Negative balance protection ensures that traders with losing positions don’t end up with a negative balance in their forex trading account. If you find yourself in a bad trade and are losing money fast, a margin call can save you from going into debt. Simply put, a margin call automatically closes your rapidly dropping open positions.

In today’s complexding environment, negative balance protection can help traders manage volatility and take advantage of high-volume trading sessions without having to worry about going into debt. After all, most traders would agree that low volatility isn’t ideal when trading retail forex because it limits opportunities. However, too much of anything can be equally as bad. In the case of forex, too much volatility can wipe out your trading account in a matter of moments. This is why negative balance protection is so important.

What may happen with negative balance protection

2015 was an especially volatile year for the global financial markets, including retail forex trading. The Swiss National Bank’s decision to remove the three-year old peg of the EURUSD exchange rate in January triggered unprecedented volatility in the markets, causing many brokers to go out of business, while others scrambled for bailouts. Meanwhile, traders were left in the dark as to whether their brokers would demand payment for negative balances.

The SNB blowout in January 2015 highlighted the importance of guaranteed balance protection. The last thing a trader needs is to deal with losses that exceed their investment capital, especially when you consider the composition of the retail forex market. A great benefit of CFD trading is it attracts people from all walks of life, including “social” traders and other laypersons that trade in their spare time.

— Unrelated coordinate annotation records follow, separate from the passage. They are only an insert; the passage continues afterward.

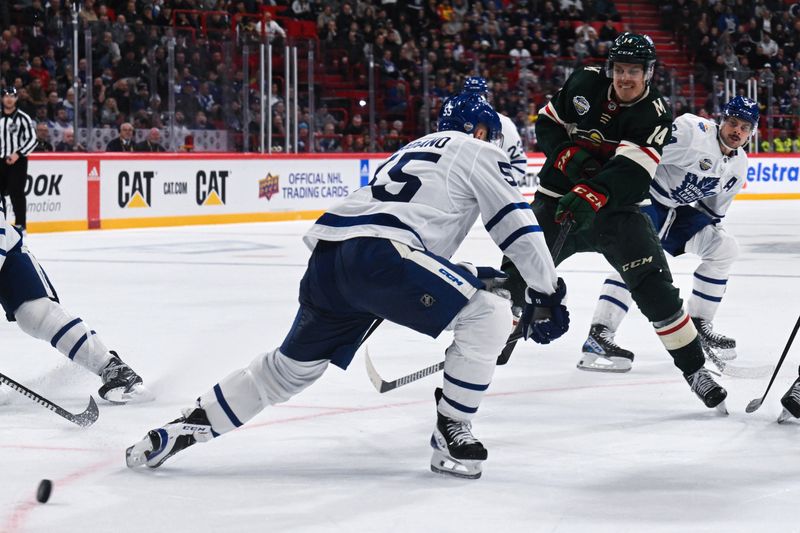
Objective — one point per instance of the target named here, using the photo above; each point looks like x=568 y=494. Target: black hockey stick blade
x=746 y=372
x=516 y=335
x=754 y=404
x=385 y=386
x=84 y=419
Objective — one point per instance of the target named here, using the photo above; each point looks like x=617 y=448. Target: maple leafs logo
x=693 y=188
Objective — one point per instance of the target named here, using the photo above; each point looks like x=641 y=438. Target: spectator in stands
x=329 y=140
x=68 y=143
x=275 y=34
x=61 y=122
x=123 y=143
x=43 y=138
x=152 y=142
x=766 y=49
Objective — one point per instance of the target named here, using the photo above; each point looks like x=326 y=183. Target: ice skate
x=704 y=386
x=456 y=451
x=721 y=346
x=162 y=443
x=791 y=403
x=121 y=384
x=602 y=354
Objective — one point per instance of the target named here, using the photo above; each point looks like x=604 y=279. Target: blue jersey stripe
x=706 y=296
x=503 y=212
x=711 y=280
x=377 y=219
x=517 y=234
x=77 y=346
x=615 y=283
x=465 y=384
x=614 y=301
x=660 y=190
x=460 y=406
x=709 y=211
x=225 y=407
x=63 y=331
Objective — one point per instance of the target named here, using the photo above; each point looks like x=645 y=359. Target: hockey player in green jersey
x=603 y=134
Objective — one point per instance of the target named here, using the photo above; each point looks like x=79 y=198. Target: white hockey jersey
x=430 y=193
x=693 y=169
x=512 y=144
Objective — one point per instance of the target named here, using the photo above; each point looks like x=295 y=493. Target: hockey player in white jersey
x=512 y=143
x=702 y=168
x=384 y=252
x=29 y=299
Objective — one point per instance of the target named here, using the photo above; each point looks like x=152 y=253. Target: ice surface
x=568 y=450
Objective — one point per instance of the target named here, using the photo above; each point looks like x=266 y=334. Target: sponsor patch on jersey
x=581 y=105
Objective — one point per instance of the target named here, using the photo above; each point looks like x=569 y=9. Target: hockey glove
x=577 y=164
x=491 y=277
x=545 y=317
x=580 y=204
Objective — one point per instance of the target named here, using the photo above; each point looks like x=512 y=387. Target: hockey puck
x=43 y=493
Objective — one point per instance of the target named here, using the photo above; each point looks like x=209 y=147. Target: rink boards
x=104 y=191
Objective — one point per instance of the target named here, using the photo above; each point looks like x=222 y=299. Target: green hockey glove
x=577 y=164
x=580 y=204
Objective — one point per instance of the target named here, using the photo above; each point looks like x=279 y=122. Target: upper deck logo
x=269 y=186
x=134 y=190
x=211 y=187
x=581 y=105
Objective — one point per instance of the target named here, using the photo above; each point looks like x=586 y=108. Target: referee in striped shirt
x=17 y=140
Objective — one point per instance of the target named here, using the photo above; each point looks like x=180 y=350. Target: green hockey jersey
x=627 y=139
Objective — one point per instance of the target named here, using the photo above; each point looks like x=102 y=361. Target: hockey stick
x=753 y=406
x=84 y=419
x=727 y=369
x=385 y=386
x=516 y=335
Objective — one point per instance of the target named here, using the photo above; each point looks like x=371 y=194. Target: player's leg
x=29 y=298
x=429 y=294
x=325 y=328
x=718 y=250
x=16 y=175
x=640 y=260
x=600 y=352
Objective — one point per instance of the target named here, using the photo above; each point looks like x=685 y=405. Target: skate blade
x=138 y=394
x=785 y=416
x=599 y=363
x=461 y=468
x=136 y=454
x=726 y=354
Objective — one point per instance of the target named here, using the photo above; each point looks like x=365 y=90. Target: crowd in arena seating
x=525 y=48
x=746 y=39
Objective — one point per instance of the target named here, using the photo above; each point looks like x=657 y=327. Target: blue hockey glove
x=545 y=317
x=491 y=277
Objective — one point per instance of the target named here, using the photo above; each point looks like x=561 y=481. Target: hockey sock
x=46 y=320
x=679 y=337
x=480 y=332
x=269 y=379
x=613 y=304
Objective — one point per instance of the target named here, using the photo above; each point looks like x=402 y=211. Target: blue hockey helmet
x=742 y=108
x=476 y=85
x=465 y=112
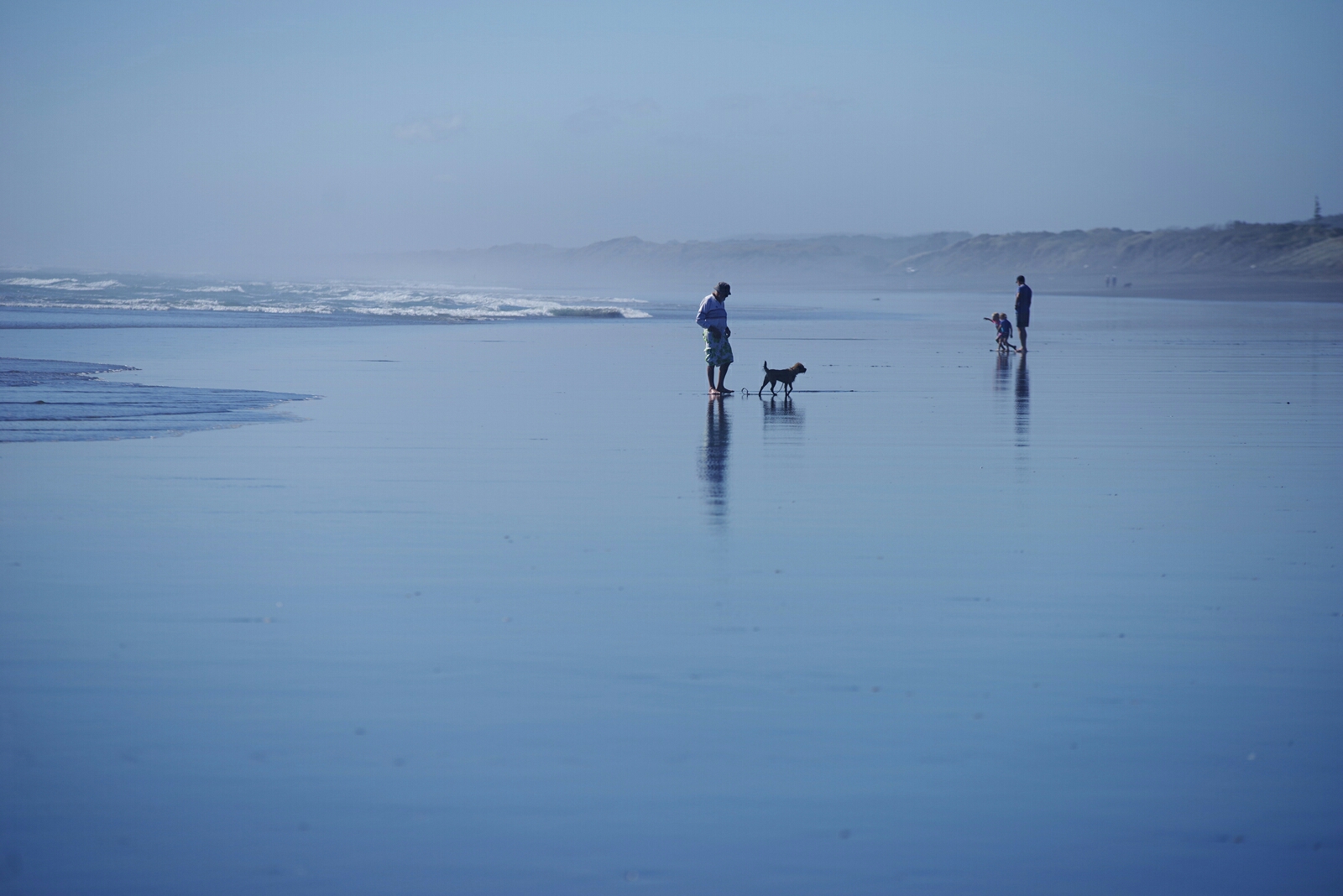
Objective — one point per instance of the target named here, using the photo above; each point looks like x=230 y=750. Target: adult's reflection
x=1022 y=403
x=713 y=459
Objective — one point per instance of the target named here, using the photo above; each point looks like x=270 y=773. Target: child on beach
x=1004 y=327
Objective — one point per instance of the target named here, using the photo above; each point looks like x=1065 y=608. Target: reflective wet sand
x=519 y=609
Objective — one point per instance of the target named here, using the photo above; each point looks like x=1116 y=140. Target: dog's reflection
x=713 y=457
x=783 y=420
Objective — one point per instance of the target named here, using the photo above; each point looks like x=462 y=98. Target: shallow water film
x=520 y=609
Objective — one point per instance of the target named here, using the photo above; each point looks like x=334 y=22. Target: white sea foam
x=331 y=300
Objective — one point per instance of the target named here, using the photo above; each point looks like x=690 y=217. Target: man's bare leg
x=723 y=373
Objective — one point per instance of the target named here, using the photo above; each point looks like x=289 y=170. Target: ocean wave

At easyMarkets we understand that the onus of researching and picking trades is on the trader, but the onus of facilitating trades in a variety of market conditions is on us, the broker. That’s why we offer guaranteed negative balance protection.

Negative balance protection says a lot about a broker

As we mentioned not every retail forex broker offers negative balance protection. Many brokers claim to offer negative balance protection simply to reassure newcomers that they are a trustworthy service provider. Others do it to lure newcomers because “guaranteed margin call” is a new industry buzzword, much like “ECN” and “STP” brokers.

Traders can easily tell the difference between brokers that just say they offer negative balance protection and those that actually guarantee it. For starters, how long has the broker been in operation? This will tell you a great deal about whether the broker is sufficiently well capitalized and is in good standing. If you’d like to weed out 90% of brokers, simply search for retail forex brokers that have been around for more than a decade. These guys probably offer guaranteed margin calls to save you from going into debt.